I veleni
Scritto da Laura Savani. Pubblicato in mirabilia
L’acqua Tofana
In epoca barocca si era andata diffondendo la moda dell’ acqua tofana che prendeva il nome dalla donna che ne aveva messo a punto la ricetta; distillata da intraprendenti megere nei loro segreti laboratori era anche conosciuta con il nome di “manna di San Nicola”. Veniva largamente usata dalle mogli desiderose di sbarazzarsi di mariti ingombranti. L’acqua tofana non aveva né odore né sapore ed era tranquillamente usata senza destare sospetti nelle vittime che morivano pochi giorni dopo di morte apparentemente “naturale”.

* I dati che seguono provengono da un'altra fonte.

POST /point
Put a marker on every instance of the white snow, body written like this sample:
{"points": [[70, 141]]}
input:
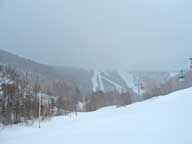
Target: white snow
{"points": [[161, 120], [129, 80], [118, 87], [97, 81], [94, 81]]}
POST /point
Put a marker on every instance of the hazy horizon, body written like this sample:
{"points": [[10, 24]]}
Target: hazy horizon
{"points": [[133, 35]]}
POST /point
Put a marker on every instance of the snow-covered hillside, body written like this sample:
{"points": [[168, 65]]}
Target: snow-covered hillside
{"points": [[161, 120]]}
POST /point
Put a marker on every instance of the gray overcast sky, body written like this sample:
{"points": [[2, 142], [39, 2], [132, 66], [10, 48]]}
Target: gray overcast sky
{"points": [[128, 34]]}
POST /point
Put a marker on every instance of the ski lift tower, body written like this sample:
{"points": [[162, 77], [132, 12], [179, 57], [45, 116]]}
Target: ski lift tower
{"points": [[182, 76], [190, 63]]}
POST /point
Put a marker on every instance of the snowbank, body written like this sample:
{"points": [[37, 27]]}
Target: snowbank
{"points": [[161, 120]]}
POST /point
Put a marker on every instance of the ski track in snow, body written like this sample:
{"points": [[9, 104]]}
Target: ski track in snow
{"points": [[161, 120], [118, 87], [129, 80]]}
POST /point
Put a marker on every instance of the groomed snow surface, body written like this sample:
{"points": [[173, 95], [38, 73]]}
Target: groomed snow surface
{"points": [[161, 120]]}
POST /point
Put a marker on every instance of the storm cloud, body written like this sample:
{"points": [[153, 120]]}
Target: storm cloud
{"points": [[103, 34]]}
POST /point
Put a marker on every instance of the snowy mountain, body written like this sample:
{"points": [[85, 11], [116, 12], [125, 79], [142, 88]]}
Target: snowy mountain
{"points": [[89, 81], [161, 120]]}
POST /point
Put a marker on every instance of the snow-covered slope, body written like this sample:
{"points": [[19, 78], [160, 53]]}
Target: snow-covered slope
{"points": [[161, 120]]}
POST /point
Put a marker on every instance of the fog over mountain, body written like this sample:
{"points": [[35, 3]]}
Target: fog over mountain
{"points": [[104, 34]]}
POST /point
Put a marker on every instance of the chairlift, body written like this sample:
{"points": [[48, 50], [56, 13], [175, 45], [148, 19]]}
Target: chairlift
{"points": [[141, 87], [190, 63], [182, 76]]}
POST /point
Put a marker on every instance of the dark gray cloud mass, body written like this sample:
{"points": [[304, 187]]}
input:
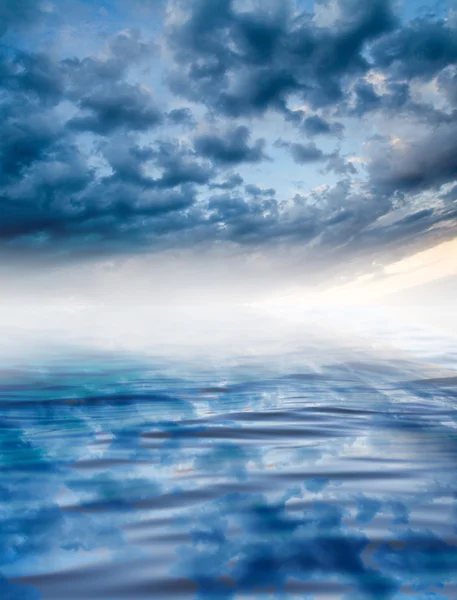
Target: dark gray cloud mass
{"points": [[99, 154]]}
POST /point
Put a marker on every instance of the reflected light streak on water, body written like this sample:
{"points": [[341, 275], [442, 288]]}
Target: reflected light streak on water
{"points": [[281, 460]]}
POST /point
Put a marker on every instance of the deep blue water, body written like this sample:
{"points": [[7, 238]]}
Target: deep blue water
{"points": [[132, 477]]}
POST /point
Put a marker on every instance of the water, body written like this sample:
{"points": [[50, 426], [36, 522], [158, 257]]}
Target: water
{"points": [[316, 469]]}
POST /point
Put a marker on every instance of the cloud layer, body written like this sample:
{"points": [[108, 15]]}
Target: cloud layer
{"points": [[196, 131]]}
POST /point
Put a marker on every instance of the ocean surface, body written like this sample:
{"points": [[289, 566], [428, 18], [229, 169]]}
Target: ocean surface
{"points": [[284, 460]]}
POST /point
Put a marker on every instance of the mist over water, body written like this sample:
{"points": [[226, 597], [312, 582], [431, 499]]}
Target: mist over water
{"points": [[226, 452]]}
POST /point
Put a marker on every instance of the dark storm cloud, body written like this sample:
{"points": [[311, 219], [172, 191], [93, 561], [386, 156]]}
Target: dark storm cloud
{"points": [[426, 163], [256, 191], [233, 181], [316, 125], [181, 116], [302, 153], [231, 147], [90, 160], [122, 106], [244, 63], [421, 49]]}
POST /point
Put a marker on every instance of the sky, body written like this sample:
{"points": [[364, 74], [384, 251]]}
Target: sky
{"points": [[174, 150]]}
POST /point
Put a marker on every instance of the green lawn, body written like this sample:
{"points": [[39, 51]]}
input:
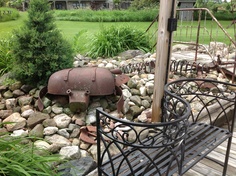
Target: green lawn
{"points": [[70, 28]]}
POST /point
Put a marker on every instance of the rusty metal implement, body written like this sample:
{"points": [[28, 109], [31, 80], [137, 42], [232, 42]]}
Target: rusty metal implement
{"points": [[81, 83]]}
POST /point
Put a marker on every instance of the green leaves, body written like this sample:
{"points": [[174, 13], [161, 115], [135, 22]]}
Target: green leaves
{"points": [[24, 159], [113, 40], [39, 48]]}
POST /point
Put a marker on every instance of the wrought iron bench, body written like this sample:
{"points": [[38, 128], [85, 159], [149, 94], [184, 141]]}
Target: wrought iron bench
{"points": [[193, 111]]}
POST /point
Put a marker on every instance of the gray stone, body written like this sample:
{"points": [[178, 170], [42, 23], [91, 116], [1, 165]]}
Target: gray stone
{"points": [[8, 94], [146, 104], [25, 100], [64, 133], [40, 144], [135, 111], [15, 85], [5, 113], [10, 103], [62, 120], [49, 122], [37, 131], [136, 99], [50, 130], [70, 152], [27, 113], [20, 133], [17, 93], [56, 109], [126, 93], [16, 122], [132, 83], [58, 140], [36, 118], [79, 167]]}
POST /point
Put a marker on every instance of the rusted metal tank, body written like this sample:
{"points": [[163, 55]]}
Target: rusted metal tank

La micidiale ricetta richiedeva due once di arsenico macinato, un “grosso” di piombo e una “foglietta” e mezzo litro d’acqua. La preparazione era semplice: “ si acciacca il piombo o l’antimonio e unito all’arsenico si mette a bollire in una pignatta nova otturata bene, che non sfiati, sino a che cali un dito, e, dopo che è stata al fuoco a bollire, la composizione dell’acqua è venuta chiara e pulita.” Il veleno veniva poi unito al vino o in una minestra. In genere provocava vomiti e dopo qualche giorno sopraggiungeva la febbre. La morte avveniva normalmente nel giro di quindici-venti giorni, a seconda che la dose fosse più o meno “gagliarda”.
In pochi anni, a Roma, le vittime furono oltre seicento, di cui però nessuno si accorse perché nel frattempo era esplosa la peste. Fu una donna a pentirsi, spiattellando tutto al suo confessore. Il tutto culminò nel famoso “processo dei veleni”, nel 1659. Le donne imputate furono quarantasei. Le maggiori imputate furono impiccate in Campo de’ Fiori. Altre imputate vennero murate nelle carceri dell’Inquisizione.
Il liquore mortifero
Il liquore mortifero venne messo a punto nel 1630. Si diceva che bastasse toccarlo per essere contagiati dal terribile morbo. Bastava schizzarlo con speciali strumenti e chi veniva colpito era colto inesorabilmente dal temuto contagio. A Roma si andò diffondendo la voce che uomini scellerati avessero portato in città quel “liquore mortifero” e lo versassero nelle acquasantiere, diffondendo in tal modo il contagio. Nessuno entrando in chiesa osava più bagnarsi la mano con l’acqua benedetta. Quando il sacrestano di S. Lorenzo Damaso scorse un giorno un povero diavolo rimescolare l’acqua santa, cominciò a gridare, provocando nella basilica un gran trambusto. Ci si accorse poi che il poveretto voleva solo bagnarsi gli occhi con l’acqua santa. Un episodio che ricorda “la storia della colonna infame” di manzoniana memoria.